The foregoing chapters culminate in chapter nine, "The poised century--abundance or despair." This discusses possible ways ahead, and contains headings like "How much is enough," "The social cost of entropy," "Towards a sustainable economy," and "A last lesson from physics" which is a reminder from the second law that any order which comes to our lives must be at the expense of a simultaneous decrease in the order of the world. Consequently planning a sustainable future for the next generation requires a balance that can only come from valuing the whole as much as we value ourselves.

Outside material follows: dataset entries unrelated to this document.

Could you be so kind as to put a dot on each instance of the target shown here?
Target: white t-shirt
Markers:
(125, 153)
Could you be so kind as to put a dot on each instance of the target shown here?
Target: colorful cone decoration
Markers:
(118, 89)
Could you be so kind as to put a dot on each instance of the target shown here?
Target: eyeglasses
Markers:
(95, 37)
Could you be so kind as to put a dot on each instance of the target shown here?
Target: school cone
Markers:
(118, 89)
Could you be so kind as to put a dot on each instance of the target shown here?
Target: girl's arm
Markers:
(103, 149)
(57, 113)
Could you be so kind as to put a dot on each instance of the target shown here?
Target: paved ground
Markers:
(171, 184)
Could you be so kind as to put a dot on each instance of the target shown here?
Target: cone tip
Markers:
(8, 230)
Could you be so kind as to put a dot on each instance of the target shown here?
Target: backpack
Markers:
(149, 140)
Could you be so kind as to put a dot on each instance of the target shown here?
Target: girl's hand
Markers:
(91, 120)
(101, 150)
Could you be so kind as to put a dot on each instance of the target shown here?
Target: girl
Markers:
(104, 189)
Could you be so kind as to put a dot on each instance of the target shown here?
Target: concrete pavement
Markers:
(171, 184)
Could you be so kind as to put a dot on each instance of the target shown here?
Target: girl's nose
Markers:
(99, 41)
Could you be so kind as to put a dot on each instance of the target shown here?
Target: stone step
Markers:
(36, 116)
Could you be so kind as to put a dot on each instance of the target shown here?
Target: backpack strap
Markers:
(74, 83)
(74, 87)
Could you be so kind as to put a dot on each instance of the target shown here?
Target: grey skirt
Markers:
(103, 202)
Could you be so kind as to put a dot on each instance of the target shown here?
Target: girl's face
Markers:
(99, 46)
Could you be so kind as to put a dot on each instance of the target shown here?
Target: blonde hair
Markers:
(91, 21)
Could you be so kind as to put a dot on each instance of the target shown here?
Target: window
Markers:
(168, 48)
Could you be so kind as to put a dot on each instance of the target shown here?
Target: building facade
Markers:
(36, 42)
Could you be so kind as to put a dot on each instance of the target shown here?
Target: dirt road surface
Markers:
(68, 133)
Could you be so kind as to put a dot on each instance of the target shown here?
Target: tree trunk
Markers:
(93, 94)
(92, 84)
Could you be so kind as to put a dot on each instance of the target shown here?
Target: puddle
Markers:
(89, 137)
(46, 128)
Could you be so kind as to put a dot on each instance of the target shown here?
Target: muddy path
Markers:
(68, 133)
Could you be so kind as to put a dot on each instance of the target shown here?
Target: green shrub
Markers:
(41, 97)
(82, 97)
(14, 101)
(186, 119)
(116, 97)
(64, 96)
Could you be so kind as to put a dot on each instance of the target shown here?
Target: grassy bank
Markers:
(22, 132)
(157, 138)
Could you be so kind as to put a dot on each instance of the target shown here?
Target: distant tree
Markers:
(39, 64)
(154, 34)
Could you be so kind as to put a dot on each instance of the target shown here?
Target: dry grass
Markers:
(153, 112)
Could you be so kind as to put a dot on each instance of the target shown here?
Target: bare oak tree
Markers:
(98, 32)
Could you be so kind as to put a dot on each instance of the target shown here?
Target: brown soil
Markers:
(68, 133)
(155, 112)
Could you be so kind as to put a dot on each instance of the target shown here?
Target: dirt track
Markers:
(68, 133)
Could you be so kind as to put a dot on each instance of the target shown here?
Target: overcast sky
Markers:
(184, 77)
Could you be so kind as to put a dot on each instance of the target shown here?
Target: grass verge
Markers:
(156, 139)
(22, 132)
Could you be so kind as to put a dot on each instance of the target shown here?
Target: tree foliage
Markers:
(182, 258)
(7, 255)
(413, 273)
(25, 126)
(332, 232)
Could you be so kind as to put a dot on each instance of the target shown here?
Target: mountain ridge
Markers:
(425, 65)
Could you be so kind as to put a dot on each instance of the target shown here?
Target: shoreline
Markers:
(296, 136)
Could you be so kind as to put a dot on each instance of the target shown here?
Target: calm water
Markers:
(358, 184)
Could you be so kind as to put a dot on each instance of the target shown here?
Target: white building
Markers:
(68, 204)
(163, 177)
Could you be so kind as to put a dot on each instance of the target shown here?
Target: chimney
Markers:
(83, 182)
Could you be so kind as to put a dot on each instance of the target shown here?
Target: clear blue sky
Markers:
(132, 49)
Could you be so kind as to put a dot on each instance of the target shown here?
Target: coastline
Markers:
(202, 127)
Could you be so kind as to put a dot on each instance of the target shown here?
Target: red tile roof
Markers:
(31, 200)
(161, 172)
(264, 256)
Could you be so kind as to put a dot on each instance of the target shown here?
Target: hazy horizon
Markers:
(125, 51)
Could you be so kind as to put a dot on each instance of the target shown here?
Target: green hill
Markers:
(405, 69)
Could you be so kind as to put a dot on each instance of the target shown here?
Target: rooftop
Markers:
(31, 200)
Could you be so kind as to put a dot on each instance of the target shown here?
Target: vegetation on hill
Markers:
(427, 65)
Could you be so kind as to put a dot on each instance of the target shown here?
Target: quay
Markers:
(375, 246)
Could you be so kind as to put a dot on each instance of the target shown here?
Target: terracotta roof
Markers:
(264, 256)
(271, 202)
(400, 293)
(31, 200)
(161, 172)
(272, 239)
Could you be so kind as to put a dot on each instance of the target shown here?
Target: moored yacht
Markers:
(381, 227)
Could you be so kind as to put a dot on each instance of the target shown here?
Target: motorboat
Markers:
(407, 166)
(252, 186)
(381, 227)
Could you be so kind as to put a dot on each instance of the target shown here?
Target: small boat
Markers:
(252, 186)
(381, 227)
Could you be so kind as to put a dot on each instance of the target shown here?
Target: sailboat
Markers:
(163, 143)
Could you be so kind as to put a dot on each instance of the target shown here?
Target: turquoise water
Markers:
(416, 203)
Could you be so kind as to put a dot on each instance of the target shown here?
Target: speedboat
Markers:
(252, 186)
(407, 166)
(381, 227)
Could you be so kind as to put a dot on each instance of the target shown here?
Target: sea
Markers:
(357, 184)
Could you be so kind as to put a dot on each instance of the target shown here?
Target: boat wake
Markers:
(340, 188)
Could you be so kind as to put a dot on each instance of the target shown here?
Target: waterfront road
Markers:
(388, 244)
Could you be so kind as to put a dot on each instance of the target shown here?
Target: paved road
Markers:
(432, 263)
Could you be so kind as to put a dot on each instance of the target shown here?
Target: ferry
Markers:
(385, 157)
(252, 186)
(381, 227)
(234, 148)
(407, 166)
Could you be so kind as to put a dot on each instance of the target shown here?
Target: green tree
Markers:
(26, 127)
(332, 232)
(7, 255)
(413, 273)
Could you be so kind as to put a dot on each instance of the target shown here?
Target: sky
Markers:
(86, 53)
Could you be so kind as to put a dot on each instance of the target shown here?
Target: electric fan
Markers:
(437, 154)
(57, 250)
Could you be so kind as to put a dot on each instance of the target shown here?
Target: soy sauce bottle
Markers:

The final chapter offers "Ten remedies for the poised century" Robinson does not prescribe any panacea, and it is indeed best to look at the book as his contribution to a continuing process that is going to be controversial and messy at times. This is not a book primarily about  physical hardware or economics, but about a transformation of society to a new social order--a much more difficult task. His approach from physics to social science is novel with many interesting stories and ideas and some within 40 pages of notes. It is well worth reading by physicists and non-physicists alike.

Peter Schroeder
Emeritus Professor of Physics
Michigan State University


These contributions have not been peer-refereed. They represent solely the view(s) of the author(s) and not necessarily the view of APS.